In recent years, questions of ecology have ceased to be a subject related only to science or production technologies, but have advanced to the rank of the most crucial social and political themes. Despite the fact that ecological issues have been well known, the realization of the critical importance of their study emerged only in the early 1970s, when UNESCO instituted a special program titled The Human Being and the Biosphere. It is interesting to note that artists have realized, much earlier than scientists and politicians did, the global nature of the problems of ecology, and its direct connection not only with the biosphere, but also directly with culture, ethics and art.
In the 1960s, the “father of acoustic ecology” Raymond Murray Schafer wrote his work The New Sound Landscape, followed by a second work, “The Tuning of the World”, which are becoming a theoretical foundation for the creation of “compositions for the natural medium”. The selfsame Shafer also became one of the initiators of adopting a law against noise pollution. In the 1960s, John Cage declares in one of his essays: “Music as I conceive it is ecological. You could go further and say that it IS ecology” (Cage. For the Birds). The composer did not make any distinctions between nature and culture, sound and space, instrumental (or vocal) sound and noise. Back in the 1960s Luc Ferrari began working on his Hétérozygote, a composition for magnetic tape in which the sounds of the external environment are used for the creation of musical dramaturgy. Finally, his composition Le lever de jour au bord de la mer (1970), which has become a classic of the genre, constructes entirely by means of montage of fragments of tape recording made by the composer during the course of an entire day on a beach.
However, by no means only ambient recordings or compositions for the natural medium present “ecological music”. In the present time, one of the aesthetic canons of the genre is exemplified by the music of John Luther Adams, which is broadly presented in world concert practice. According to the composer himself, during the course of his entire life he “has searched for the ecology of music, supposing that music may be conducive to the awakening of our ecological understanding”. It is noteworthy that in 2011 Adams received the Heinz Award, bestowed for his achievements in the field of environmental protection and his contribution to development of the arts. Two works by Adams are performed in our programs, reverse in their imagery, while at the same time representing adequately the composer’s style — Dark Wind and The Light That Fills the World. This is what the composer writes about himself: “In my compositions there are only… slowly changing colors on a super temporal white plane. While its sides are blurred. Separate sounds merge into one acoustic horizon; harmony and color combine with space and time… Music aspires to lead us beyond the limits of syntactic meanings, even beyond the boundaries of images, in order to teach us to listen to ourselves within an enshrouded whole. These deceptively static sound fields are site of constant changes. But the experience of listening to them present not as much a journey through a musical landscape, as sitting in immobility, when the wind and the weather, light and shadows slowly change around us”.

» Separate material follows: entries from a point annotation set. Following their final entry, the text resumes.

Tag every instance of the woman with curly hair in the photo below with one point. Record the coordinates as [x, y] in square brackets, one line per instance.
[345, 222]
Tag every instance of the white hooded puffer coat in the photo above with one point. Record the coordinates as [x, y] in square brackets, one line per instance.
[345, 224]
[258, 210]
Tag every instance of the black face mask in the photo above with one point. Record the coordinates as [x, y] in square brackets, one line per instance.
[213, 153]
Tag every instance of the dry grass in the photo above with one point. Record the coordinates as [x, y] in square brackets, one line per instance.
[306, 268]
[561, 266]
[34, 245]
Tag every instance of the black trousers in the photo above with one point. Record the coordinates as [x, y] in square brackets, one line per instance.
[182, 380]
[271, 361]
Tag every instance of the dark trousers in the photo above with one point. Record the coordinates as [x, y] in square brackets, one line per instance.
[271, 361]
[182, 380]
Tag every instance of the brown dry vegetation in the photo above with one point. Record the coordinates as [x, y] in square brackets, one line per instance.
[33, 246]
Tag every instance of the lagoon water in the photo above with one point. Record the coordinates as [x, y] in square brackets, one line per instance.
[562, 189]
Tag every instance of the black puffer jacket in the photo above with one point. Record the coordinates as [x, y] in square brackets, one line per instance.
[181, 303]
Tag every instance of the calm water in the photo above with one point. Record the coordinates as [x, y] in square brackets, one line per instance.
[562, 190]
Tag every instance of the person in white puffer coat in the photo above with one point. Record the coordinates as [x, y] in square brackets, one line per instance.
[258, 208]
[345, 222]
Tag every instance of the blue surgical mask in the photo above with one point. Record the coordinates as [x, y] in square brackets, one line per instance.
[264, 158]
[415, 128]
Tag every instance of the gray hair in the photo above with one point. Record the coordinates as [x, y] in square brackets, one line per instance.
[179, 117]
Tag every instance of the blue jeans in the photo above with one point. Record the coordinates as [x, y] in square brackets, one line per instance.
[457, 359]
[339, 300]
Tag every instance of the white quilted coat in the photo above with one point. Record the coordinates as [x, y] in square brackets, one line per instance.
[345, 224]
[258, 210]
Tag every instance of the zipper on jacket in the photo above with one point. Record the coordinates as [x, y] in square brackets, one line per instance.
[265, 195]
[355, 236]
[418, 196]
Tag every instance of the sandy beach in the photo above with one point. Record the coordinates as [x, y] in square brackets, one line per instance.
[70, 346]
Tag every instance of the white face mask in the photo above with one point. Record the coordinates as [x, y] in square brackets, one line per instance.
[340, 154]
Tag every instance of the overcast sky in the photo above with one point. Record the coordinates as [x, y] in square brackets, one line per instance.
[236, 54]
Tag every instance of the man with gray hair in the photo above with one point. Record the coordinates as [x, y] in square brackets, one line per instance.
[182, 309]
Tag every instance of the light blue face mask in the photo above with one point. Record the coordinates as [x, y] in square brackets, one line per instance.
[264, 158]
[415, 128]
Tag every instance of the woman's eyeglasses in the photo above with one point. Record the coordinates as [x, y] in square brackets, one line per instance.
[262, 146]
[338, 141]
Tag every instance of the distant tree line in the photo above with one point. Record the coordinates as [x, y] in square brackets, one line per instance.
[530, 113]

Das Andere by Horațiu Rădulescu, one of the strangest of the 20th century visionary composers, presents 18 minutes of continuous “fusion of the sound plasm”, which stems from the high G of the third octave to the C of the tenor octave — encompassing the entire viola range. The special abstract notation invented by the composer does not give the performer a single chance of “concealing himself” behind the notated and learned music, it provokes the musician to a constant search for new sound pertinent to the conditional notation, albeit, one which corresponds precisely to the composer’s intentions. With each subsequent performance the piece does not repeat itself, but is created here and now. It is possible to discover in it an entire encyclopedia of Rădulescu’s techniques, by means of which the composer attempted to “place the performer at a boundary between notated and substantially created sound, into a domain in which the state of trance is achieved”. The piece is built on the alternation of two types of textures, which are repeated from the beginning to the end of the piece without any special changes, thereby creating a peculiar kind of “controlled meditation”.

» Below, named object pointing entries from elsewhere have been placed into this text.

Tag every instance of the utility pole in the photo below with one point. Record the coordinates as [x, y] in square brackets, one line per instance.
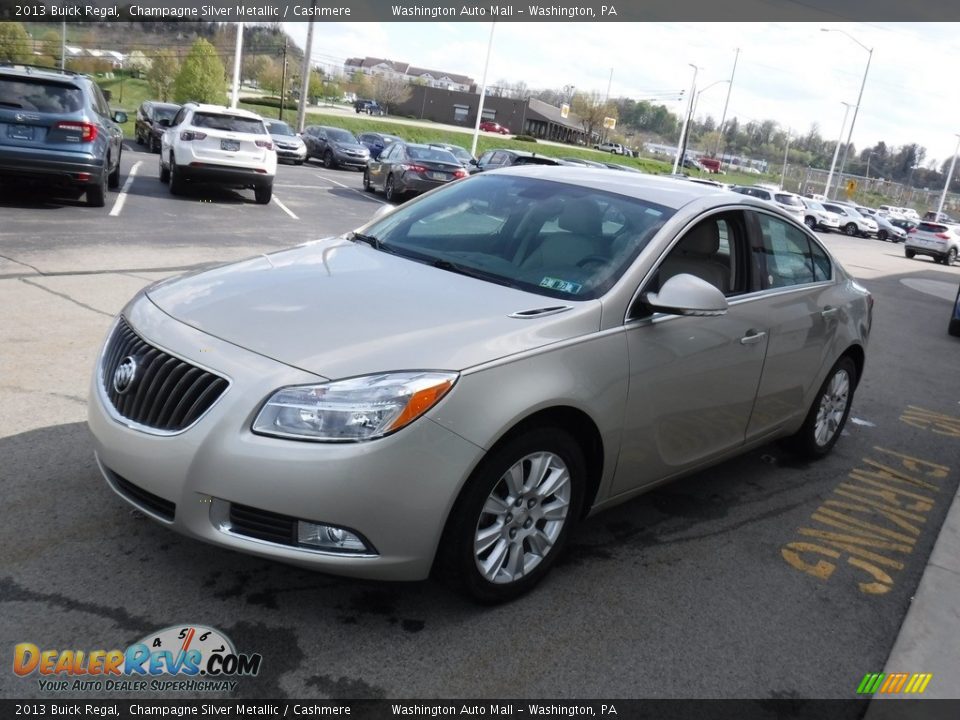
[283, 79]
[305, 77]
[723, 118]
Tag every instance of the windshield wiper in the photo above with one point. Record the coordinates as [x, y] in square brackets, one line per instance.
[368, 239]
[471, 272]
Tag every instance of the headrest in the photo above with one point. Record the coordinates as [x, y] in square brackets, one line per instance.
[704, 239]
[580, 216]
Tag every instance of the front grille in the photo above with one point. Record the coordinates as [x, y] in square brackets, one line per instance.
[263, 525]
[166, 393]
[146, 500]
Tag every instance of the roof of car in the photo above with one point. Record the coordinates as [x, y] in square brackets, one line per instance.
[669, 192]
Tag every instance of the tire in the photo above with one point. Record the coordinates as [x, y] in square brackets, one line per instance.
[518, 544]
[263, 194]
[164, 172]
[390, 190]
[113, 179]
[97, 194]
[176, 178]
[828, 414]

Dvo_YE by Anna Pospelova bases on the elements of words from Elizaveta Mnatsakanova’s poem Spring Music…. The fragmented poetical text here is merely the building material for the electronic sound, but it integrates to a certain degree into the flute part.

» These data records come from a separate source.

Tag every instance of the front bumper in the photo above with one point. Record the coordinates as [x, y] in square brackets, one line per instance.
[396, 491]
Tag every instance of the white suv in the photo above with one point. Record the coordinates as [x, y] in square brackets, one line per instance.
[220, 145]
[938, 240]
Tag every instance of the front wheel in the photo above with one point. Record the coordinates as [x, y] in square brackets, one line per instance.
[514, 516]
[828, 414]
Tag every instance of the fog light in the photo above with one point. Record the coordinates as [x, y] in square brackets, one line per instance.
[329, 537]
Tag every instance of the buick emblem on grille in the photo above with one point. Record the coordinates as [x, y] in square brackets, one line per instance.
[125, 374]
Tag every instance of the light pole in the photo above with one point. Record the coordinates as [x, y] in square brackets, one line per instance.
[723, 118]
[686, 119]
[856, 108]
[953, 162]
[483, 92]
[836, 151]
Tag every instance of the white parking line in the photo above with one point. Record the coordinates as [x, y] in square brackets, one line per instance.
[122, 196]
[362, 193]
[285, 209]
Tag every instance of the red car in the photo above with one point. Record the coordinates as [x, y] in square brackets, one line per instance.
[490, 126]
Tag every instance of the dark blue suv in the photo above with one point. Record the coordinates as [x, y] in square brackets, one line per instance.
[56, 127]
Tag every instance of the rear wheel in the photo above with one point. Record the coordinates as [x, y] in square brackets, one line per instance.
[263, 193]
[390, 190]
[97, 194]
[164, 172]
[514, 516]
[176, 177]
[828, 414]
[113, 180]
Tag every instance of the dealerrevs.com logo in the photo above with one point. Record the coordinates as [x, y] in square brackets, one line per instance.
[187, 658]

The sound landscape of Crépuscule du soir mystique by Natalia Prokopenko is composed of rustles and glide sounds in such a way that separate phonemes help shape the respective stages of the gradual formation of Sound, Word and Meaning.
The images of nature in the Sakura-Variationen by Helmut Lachenmann and The Singing of Birds by Edison Denisov have induced the classics of avant-garde music to reveal certain stylistic features untypical for them. Lachenmann’s Variations do not contain anything from his signature musique concrète instrumentale, but rather present collaged postmodernist melodic constructions with diverse stylistic connotations. On the other hand, in Denisov’s piece it is particularly the musique concrète — the sounds of the birds — which provides the foundation of the sound, generating imitational answers from the piano, the part of which is entirely notated graphically.
Shout, Rustle, do not be Silent by Elizaveta Zgirskaya presents the composer's passionate utterance in the genre of video art about the destruction of the wooden architecture in her native city Tomsk.